Adapted from Deep linear networks#Speed of lowering interference.
The interaction between all $n$ encodings through the interference force are complex, but it seems reasonable to think just of the “first-order” interactions between only two specific encodings $W_i$ and $W_j$, while zeroing out all other interference forces.
Our metric: cosine similarity
Since they don’t start out with unit length, it turns out that the right quantity to look at is the cosine similarity
\kappa_{ij} \ce \frac{W_i \cdot W_j}{\norm{W_i} \norm{W_j}}.

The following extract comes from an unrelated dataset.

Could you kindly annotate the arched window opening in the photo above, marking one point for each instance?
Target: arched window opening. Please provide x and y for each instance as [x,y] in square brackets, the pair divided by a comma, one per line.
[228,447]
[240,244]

Indeed, $\kappa_{ij}$ doesn’t change when $W_i$ or $W_j$ gets scaled up by some factor (without changing direction), so the feature benefit force doesn’t affect $\kappa_{ij}$. So for the purposes of studying how fast $\kappa_{ij}$ decreases at any point in time, assuming the regularization is low, the only relevant changes in $W_i$ are the interference forces:
\frac{\d W_i}{\d t} \approx -\sum_{j \ne i}\ReLU\p{W_i \cdot W_j}W_j.
Relative change in the numerator
Take some $i,j$ such that $W_i \cdot W_j > 0$ currently. The interference forces affect the numerator as
\frac{\d\p{W_i \cdot W_j}}{\d t}
&= \frac{\d W_i}{\d t}\cdot W_j + W_i \cdot \frac{\d W_j}{\d t}\\
&= -\p{W_i \cdot W_j}\p{\norm{W_i}^2 + \norm{W_j}^2} - \UB{2\sum_{k \ne i,j}\p{W_i \cdot W_k}\p{W_j \cdot W_k}}_\text{second-order effects},
which, ignoring the second-order effects, is a relative change of $-\p{\norm{W_i}^2+\norm{W_j}^2}$.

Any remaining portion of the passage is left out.